Le 24 novembre 2012 après-midi, un imposant dispositif policier était installé place de l’Opéra et dans les rues avoisinantes en prévision de l’arrivée de la manifestation « Halte aux agressions contre Gaza » qui partait à 14 h, du métro Barbès Rochechouart, et était organisée par le Collectif national pour une paix juste et durable entre Palestiniens et Israéliens (CNPJDPI).

Que va faire la communauté française Juive institutionnalisée ? Pourquoi aucun média communautaire ne s'interroge sur ces mobilisations si réduites ?

 


Absence de stratégie
Seule la manifestation à l’appel d’organisations françaises Juives, dont le CRIF (Conseil représentatif des institutions juives de France), le dimanche 7 avril 2002, « contre les actes antisémites et en solidarité avec le peuple israélien » ciblé par le terrorisme palestinien, avait rencontré l’adhésion d’environ 50 000 à 100 000 Français Juifs qui avaient arpenté, en famille les boulevards d’un Paris printanier et ensoleillé.

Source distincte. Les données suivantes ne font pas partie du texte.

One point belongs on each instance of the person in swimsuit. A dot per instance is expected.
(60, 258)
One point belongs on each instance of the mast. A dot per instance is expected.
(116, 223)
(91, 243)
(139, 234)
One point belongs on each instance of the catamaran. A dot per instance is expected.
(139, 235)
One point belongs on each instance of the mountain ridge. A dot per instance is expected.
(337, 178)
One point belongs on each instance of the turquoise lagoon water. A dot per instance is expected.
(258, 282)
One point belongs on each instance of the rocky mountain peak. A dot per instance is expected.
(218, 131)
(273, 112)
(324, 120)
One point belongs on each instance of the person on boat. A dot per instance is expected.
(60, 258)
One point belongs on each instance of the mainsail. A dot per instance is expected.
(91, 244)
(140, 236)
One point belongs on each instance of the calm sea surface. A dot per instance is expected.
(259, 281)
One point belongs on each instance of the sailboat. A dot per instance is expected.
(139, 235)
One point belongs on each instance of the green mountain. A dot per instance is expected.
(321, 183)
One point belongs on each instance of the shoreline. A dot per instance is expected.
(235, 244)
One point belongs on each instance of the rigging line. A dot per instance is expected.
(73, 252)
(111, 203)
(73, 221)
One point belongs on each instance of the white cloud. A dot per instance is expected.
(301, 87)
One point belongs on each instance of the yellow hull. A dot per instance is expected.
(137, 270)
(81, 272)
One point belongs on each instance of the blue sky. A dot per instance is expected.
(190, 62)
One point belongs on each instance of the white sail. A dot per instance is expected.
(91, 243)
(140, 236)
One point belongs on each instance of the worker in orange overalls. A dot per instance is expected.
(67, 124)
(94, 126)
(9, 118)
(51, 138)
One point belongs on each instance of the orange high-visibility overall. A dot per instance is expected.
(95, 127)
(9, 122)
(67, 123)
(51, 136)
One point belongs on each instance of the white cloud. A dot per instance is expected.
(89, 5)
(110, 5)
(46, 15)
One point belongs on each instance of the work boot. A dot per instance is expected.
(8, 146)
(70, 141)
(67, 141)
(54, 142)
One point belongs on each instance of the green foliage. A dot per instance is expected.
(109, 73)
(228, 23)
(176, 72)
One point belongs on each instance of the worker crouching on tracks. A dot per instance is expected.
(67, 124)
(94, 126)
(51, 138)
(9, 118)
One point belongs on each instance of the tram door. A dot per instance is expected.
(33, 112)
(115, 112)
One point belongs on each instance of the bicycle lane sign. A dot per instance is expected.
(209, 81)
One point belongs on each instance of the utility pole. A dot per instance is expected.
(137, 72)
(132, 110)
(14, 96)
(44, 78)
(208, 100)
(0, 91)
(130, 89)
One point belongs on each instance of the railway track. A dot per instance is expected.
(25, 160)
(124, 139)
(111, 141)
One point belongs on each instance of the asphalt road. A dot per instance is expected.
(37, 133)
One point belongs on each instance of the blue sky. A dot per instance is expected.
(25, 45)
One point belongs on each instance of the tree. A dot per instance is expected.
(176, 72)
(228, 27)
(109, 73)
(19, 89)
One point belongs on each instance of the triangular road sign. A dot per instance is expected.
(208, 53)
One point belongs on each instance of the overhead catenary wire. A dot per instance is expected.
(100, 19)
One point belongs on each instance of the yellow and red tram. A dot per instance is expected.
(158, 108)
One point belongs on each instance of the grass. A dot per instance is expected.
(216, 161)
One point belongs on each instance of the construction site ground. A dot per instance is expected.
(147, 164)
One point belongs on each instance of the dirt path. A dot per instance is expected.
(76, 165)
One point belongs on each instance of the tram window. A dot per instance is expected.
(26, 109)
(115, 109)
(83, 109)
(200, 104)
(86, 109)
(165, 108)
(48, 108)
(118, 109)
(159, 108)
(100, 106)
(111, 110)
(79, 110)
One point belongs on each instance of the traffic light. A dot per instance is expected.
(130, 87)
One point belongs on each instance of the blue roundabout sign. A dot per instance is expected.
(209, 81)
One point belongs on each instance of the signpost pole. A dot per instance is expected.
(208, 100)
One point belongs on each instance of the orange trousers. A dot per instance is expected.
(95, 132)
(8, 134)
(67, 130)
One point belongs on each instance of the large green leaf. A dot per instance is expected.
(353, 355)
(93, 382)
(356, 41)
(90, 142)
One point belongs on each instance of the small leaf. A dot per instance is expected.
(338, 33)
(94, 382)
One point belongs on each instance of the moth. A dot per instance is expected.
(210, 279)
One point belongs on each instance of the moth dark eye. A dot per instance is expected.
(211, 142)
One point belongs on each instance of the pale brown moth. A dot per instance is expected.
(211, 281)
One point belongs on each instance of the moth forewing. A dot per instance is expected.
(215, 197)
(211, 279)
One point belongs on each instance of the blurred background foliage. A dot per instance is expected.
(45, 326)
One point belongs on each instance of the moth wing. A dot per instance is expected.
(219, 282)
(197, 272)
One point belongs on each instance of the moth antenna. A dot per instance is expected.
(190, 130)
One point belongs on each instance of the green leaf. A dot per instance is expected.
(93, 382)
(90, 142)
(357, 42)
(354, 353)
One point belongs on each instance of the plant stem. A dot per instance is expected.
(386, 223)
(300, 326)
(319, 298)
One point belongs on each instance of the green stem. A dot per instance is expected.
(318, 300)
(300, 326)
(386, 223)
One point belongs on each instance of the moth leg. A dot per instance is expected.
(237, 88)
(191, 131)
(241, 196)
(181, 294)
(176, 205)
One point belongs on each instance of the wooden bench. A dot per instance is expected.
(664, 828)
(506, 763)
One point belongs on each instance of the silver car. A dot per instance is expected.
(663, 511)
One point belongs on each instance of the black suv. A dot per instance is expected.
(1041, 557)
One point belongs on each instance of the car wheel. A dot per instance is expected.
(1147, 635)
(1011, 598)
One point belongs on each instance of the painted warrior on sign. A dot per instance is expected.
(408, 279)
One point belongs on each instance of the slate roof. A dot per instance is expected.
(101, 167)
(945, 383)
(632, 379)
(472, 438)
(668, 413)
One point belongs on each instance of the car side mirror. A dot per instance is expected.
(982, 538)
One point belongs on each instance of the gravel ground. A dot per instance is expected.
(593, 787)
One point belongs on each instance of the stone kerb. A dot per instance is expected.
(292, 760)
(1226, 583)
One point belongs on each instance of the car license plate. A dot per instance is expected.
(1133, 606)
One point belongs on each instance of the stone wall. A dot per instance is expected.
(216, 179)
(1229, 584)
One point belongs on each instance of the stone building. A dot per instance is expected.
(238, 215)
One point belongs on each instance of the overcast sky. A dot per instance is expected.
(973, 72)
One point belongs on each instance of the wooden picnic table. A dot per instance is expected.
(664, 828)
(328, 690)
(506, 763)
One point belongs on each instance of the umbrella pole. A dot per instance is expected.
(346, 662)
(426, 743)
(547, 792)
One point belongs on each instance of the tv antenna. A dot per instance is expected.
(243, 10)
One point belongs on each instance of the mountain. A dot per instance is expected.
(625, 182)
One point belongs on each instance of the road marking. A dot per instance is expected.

En phase avec leurs dirigeants communautaires, ces manifestants avaient exprimé alors leur indignation à l’égard de l’attitude du gouvernement français – indifférence, inaction, minoration des actes antisémites – et de la désinformation.


Las ! Au fil des ans, la défiance s’est incrustée chez nombre de Français Juifs.


Et elle est fondée sur des constats inquiétants : niveau élevé du nombre d’actes antisémites, assassinats antisémites – Sébastien Selam (nuit du 19 au 20 novembre 2003), Ilan Halimi (13 février 2006), Jonathan, Arye et Gabriel Sandler ainsi que Miriam Monsonego (19 mars 2012) –, isolement et marginalisation dans la société française (absence de solidarité de la Nation, discrimination positive), « politique arabe » visant la destruction d’Israël et l’avènement d’Eurabia, désinformation non sanctionnée dont est emblématique l’affaire al-Dura.

Sans oublier le fonctionnement communautaire cacophonique, anachronique et émaillé de rivalités d’egos, la cooptation ou l'élection de dirigeants « communautairement corrects », une incapacité à élaborer une stratégie d’actions, un dialogue judéo-musulman superficiel et décevant, la défense de l’islam malgré son antisémitisme et son antijudaïsme, des migrations intra-régionales pour fuir des environnements devenus hostiles.

N'omettons pas un sexisme affligeant, par exemples l'inégalité homme/femme dans le calcul du minyan (quorum de dix hommes Juifs ayant fait leur barmitzva) indispensable pour certaines prières, oule divorce religieux (Guet) accordé par le seul mari, etc. Une preuve récente de ce sexisme ? Le site Internet du CRIF a publié les discours des orateurs mâles – directeur de l'école, père et grand-père des vicitmes de l'école Ozar HaTorah, etc. – lors de la cérémonie à Toulouse (1er novembre 2012). Mais il manque le discours d’Eva Sandler, dont l'époux et les deux fils ont été assassinés par le djihadiste Mohamed Merah le 19 mars 2012.


Aussi leur soutien à l’Etat d’Israël, les Français Juifs l’ont exprimé par mille et une manières – séjours touristiques, aliyah, etc. -, et en ignorant ces évènements sans suite, et non intégrés dans une réflexion globale ou un plan d’actions et de communication.